Bombay has always had its share of gangster activity, but formerly they knew their place. Gangsters involved in gold smuggling or prostitution occasionally rubbed out their rivals. In the Eighties they climbed aboard the property gravy train and grew rich that way. But today, with property prices as much as 40 per cent down from their peak, and with gold smuggling no longer glittery thanks to import liberalisation, the goondas are getting desperate.

There is nothing sleazy about Kemps Corner: it is one of the more glitzy shopping sections of south Bombay. Sunil Sharma (not his real name, for obvious reasons) has run a restaurant here for many years, and has long been resigned to the fact that to stay peacefully in business he must pay baksheesh both to the police and the local dada, or crime boss.

But in the past six months the situation has got completely out of hand: gangsters claiming allegiance to as many as 26 different outfits have telephoned or visited, demanding money. So far he has refused to pay any of them, knowing that if he pays one, the rest will find out and he will end up having to pay all of them.

But it is a game of nerves, and each brutal death in the city adds to the pressure. A month ago Deepak Shetty, who ran a private clinic in the suburb of Kalyan, was shot dead in daylight outside his clinic.

Like Mr Sharma, Dr Shetty had faced many extortion demands, but had refused to comply. Finally one of the gangs chose to demonstrate the consequences. Other professionals are under similar threat, including architects, accountants and lawyers.

Since Dr Shetty's murder, Bombay has been racked by a dozen other shootings. Victims have included a jeweller, another doctor, builders and several hoteliers.

For every man gunned down, dozens or hundreds of co-professionals are quaking in their boots, and scrabbling for the wherewithal to pay off the gangsters. Bombay is paying the price for a long history of corrupt politics and brutal but erratic policing. The most powerful man in the city, the boss of the extreme nationalistic Shiv Sena party, the former cartoonist Bal Thackeray, comports himself like a gang leader: last week, when a play in which he was depicted was about to have its inaugural performance in the city, he arranged to have it banned. Though he holds no elective post, his word has long been law in the city.

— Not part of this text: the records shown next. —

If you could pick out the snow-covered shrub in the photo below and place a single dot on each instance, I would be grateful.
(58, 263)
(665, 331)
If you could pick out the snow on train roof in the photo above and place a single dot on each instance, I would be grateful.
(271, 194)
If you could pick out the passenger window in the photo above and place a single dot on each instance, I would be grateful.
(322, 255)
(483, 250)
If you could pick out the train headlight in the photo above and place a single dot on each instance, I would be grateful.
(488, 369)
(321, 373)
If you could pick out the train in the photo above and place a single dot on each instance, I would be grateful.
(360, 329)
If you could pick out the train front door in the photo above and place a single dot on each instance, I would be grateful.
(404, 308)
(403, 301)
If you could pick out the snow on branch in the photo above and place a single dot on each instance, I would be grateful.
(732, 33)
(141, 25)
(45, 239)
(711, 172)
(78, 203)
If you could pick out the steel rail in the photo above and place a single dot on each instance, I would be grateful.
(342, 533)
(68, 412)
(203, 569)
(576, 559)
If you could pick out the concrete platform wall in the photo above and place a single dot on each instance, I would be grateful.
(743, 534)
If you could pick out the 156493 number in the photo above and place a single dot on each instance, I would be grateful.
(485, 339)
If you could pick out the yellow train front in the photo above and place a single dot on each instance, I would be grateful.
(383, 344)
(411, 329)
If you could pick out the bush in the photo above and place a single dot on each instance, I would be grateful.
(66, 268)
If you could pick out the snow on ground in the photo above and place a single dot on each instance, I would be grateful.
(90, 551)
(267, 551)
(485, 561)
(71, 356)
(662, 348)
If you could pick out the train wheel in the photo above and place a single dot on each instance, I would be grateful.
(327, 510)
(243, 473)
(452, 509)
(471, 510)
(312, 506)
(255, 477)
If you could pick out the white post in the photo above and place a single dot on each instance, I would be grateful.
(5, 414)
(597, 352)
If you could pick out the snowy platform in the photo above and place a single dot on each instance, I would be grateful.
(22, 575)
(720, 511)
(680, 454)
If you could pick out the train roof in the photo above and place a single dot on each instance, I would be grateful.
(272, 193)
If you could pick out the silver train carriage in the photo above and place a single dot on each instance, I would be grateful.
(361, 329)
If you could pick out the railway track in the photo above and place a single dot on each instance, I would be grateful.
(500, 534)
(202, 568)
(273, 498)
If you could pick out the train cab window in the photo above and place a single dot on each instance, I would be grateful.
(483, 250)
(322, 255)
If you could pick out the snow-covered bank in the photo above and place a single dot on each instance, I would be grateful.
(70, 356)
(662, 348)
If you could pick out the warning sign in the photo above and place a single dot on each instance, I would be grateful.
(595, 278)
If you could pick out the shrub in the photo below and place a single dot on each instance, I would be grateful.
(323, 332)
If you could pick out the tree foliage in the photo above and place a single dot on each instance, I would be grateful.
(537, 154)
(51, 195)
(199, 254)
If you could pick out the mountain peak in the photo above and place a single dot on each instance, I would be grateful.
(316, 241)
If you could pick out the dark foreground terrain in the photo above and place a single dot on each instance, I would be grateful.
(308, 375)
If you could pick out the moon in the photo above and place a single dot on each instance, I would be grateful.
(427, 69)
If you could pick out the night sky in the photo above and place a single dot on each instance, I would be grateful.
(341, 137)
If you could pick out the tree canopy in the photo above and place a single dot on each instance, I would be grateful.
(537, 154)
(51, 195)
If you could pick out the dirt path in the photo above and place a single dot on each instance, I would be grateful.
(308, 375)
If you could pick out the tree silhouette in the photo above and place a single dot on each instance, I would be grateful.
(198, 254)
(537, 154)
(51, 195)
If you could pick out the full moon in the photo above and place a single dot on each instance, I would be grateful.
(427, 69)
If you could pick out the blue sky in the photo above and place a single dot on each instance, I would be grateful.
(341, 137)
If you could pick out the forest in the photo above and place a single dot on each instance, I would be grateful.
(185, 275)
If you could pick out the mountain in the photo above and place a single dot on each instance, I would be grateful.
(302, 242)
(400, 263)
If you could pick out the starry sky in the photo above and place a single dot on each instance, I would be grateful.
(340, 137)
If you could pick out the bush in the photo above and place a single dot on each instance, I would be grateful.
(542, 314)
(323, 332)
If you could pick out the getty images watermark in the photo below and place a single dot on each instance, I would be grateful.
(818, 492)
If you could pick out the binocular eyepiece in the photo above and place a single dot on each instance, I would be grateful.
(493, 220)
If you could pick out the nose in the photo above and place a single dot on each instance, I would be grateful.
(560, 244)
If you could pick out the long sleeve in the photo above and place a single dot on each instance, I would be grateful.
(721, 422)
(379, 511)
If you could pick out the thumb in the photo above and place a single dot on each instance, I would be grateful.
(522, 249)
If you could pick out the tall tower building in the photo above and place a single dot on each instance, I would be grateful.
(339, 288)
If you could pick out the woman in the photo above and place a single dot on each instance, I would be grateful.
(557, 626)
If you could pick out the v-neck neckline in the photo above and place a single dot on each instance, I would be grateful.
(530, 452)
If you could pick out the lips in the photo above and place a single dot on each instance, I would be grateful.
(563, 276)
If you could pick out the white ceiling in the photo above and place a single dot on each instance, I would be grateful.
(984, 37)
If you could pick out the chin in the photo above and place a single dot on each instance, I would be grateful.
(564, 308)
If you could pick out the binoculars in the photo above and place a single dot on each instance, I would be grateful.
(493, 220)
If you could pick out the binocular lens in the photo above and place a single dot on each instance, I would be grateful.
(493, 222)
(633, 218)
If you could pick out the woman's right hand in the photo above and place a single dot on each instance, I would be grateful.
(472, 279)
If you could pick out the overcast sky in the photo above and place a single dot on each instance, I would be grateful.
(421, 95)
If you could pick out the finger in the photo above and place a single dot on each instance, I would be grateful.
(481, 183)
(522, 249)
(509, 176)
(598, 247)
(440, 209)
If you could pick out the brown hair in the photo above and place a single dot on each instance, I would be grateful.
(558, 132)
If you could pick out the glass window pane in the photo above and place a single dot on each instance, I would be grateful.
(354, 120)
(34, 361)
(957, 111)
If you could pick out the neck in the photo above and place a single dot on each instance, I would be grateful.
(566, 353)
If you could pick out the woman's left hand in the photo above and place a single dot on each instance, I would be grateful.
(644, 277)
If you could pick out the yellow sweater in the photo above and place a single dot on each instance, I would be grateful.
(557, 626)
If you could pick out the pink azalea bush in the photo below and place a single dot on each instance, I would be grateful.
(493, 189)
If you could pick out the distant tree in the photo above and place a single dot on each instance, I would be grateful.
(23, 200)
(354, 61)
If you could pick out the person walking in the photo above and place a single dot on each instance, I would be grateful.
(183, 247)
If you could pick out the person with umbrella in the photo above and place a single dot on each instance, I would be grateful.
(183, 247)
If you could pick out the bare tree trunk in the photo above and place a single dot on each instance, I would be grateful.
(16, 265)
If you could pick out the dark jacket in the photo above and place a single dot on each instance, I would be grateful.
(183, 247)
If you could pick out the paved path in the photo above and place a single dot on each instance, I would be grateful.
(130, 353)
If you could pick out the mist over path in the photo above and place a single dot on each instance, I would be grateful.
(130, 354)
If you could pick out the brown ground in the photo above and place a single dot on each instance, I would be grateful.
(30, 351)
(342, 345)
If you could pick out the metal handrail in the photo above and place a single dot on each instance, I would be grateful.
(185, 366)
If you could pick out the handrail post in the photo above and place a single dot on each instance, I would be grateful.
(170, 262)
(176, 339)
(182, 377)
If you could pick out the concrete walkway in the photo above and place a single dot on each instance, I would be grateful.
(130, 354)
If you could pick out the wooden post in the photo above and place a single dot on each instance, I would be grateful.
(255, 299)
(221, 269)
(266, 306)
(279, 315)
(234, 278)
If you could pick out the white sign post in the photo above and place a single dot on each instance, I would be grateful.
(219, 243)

Conversely, the man said by the police and the media to be the most powerful gangster in the city, Arun Gawli, recently re-branded himself as a purer- than-driven-snow politician. Mr Gawli has more than a dozen serious criminal charges pending against him, but is out on bail because no one will testify against him.

Even while on remand in jail a year ago, he continued to run his gang with an iron hand, sometimes even forcing his extortion victims to come to see him in his cell.

But recently he has taken a different tack, donning the Nehru cap and the homespun Gandhian cotton of the political class, and floating his own political party, ostensibly to fight the corruption of Mr Thackeray's Shiv Sena.

He also claims to have become deeply religious. "This part of my life I have dedicated to God," he solemnly told a foreign journalist last week. The police, however, say he is a cold-blooded killer and that he continues to carry out his extortionary activities as ruthlessly as ever.

As the gunshots echo and the police, who in the past have been criticised for killing gangsters in cold blood and passing off the killings as "encounter" deaths, decline to take effective action, Bombay's traders are threatening to take matters into their own hands. The Federation of Associations of Maharashtra, an organisation that embraces 750 traders' bodies in the state of which Bombay is the capital, has decided to fund and organise its own defence groups.

The alternative, it seems, is to get out of town. Two hotels and 10 private hospitals are said to have shut up shop in the past few weeks.